Right now I’m reading Magali García Ramis’s memoir of growing up in Puerto Rico, Felices Días Tío Sergio. I first learned about García Ramis when she was inducted into the Academia Puertorriqueña de la Lengua Española (basically, the Puerto Rican branch of the Real Academia Española). In a previous post I described her inaugural lecture, on the Puerto Rican /r/. I bought a copy of Felices Días back then but only recently got around to reading it. It is absolutely delightful, written in simple Spanish that would make it a good first novel for a student to read.

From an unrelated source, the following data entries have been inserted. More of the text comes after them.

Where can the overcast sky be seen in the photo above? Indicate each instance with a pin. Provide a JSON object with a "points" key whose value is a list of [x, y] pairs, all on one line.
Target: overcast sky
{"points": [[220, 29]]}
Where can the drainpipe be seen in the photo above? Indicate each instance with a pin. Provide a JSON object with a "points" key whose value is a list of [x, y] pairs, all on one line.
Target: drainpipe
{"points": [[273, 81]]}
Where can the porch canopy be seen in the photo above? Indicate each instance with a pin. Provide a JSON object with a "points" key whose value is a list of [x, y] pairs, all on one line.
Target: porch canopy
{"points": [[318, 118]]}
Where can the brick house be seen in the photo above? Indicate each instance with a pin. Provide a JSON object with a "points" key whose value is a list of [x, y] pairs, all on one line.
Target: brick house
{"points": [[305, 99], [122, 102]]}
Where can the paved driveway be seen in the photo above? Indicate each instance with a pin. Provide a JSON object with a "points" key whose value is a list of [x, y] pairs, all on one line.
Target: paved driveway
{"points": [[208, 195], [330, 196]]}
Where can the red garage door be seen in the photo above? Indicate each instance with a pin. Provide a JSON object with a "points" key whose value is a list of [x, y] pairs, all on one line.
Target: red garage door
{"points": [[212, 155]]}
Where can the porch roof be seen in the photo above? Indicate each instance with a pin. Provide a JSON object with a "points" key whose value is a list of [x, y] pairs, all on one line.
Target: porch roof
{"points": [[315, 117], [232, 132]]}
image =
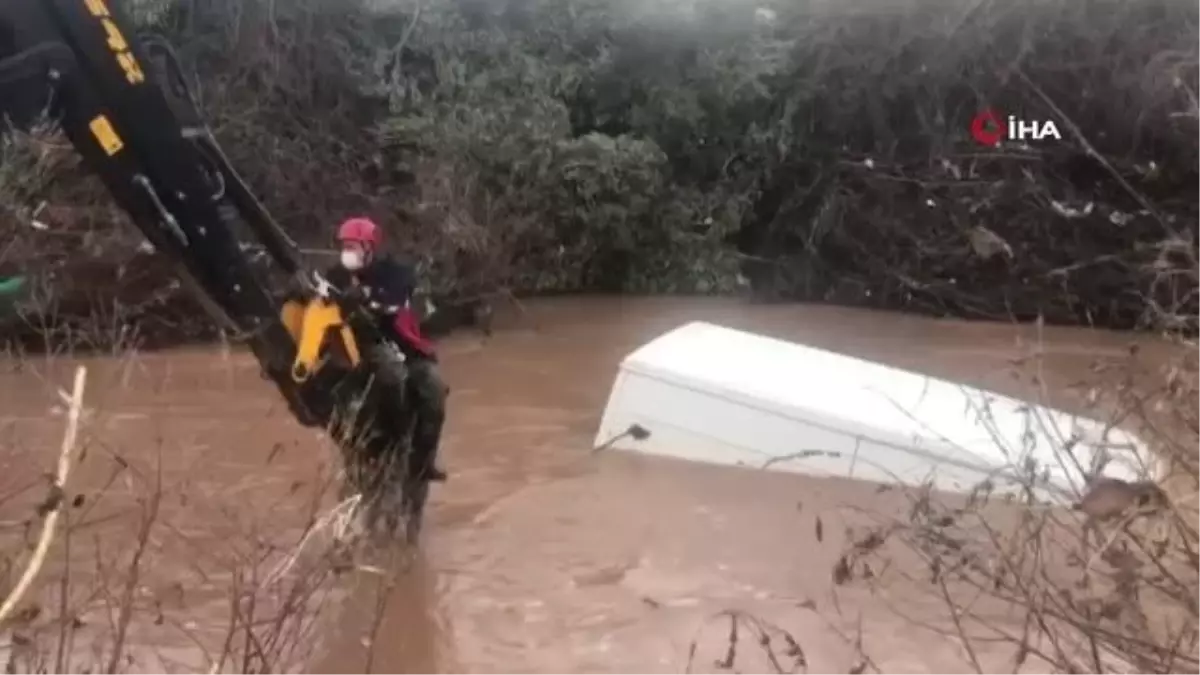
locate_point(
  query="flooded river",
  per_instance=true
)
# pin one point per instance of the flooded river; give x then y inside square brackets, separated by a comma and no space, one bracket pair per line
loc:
[539,557]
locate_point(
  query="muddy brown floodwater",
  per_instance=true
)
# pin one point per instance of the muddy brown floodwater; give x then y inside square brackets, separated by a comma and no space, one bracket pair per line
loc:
[539,556]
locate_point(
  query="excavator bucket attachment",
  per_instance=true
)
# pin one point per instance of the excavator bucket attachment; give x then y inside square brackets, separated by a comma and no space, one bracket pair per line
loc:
[136,125]
[321,332]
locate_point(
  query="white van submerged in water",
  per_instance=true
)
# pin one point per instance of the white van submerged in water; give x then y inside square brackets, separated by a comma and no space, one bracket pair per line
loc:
[713,394]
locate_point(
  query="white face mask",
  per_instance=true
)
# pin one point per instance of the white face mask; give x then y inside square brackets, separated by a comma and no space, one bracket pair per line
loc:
[352,260]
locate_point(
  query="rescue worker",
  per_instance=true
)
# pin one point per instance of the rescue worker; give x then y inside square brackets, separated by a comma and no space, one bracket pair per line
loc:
[385,287]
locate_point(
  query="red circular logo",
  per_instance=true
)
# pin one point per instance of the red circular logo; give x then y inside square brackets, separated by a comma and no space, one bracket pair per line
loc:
[988,129]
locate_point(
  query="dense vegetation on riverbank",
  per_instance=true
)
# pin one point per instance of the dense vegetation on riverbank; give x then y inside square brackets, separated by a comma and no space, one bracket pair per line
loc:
[811,150]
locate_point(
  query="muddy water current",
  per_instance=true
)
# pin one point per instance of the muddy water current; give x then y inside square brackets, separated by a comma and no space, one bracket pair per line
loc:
[539,557]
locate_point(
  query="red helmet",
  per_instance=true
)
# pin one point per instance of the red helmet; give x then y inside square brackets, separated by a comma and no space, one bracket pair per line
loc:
[360,231]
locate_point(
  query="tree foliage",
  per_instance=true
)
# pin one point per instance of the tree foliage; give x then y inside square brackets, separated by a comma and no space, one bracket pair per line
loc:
[817,150]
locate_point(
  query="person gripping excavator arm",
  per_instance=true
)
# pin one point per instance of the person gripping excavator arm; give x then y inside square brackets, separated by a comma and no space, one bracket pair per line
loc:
[405,360]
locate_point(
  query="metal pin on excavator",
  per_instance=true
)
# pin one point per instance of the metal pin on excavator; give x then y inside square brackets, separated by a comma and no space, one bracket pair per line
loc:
[125,106]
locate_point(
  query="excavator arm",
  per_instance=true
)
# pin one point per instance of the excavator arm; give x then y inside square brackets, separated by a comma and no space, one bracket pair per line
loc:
[126,108]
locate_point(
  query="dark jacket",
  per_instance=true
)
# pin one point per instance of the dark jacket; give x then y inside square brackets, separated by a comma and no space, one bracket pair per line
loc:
[389,287]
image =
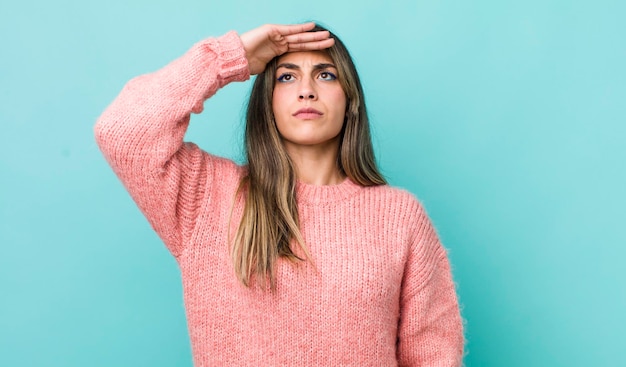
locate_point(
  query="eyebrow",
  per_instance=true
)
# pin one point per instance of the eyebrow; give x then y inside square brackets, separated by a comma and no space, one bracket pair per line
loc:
[288,65]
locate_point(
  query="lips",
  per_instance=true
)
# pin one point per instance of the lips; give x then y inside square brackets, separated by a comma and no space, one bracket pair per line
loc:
[307,113]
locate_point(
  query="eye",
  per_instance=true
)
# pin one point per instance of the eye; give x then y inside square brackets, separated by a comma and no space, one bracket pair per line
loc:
[327,75]
[284,78]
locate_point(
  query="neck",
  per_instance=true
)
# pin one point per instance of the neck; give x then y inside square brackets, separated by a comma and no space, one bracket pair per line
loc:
[316,165]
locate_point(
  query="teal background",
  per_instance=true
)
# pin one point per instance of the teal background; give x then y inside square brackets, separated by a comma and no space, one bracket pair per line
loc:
[506,118]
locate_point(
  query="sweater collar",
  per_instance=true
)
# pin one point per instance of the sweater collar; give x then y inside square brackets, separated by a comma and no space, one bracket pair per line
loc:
[308,194]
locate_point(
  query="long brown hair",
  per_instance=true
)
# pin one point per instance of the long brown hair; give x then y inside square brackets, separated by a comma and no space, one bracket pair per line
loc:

The passage that caught my linguistic eye has to do with another cardinal aspect of Puerto Rican pronunciation, the aspiration of final -s. Here the protagonist, a young girl, is asking her mother to make cat-shaped cookies for the funeral in absentia of their lost cat, Daruel. It’s an interesting passage from a sociolinguistic perspective because it shows the two speakers’ awareness that this is a stigmatized feature. In the first line, Ramis uses the letter j to show the aspirated /h/ pronunciation of the /s/ of los.

— ¿Ah Mami? ¿Ah, nos laj haces? [Mom, will you make them for us?]
– Nos lassss hacesss – corrigió Mami [Will you make them for us? – Mom corrected]
– Bueno, nosss lass hacesss ¿Sí? [OK, will you make them for us?]

I love the exaggeration of the multiple ssss and the way the daughter extends them to nos, which she seems to have pronounced correctly from the start.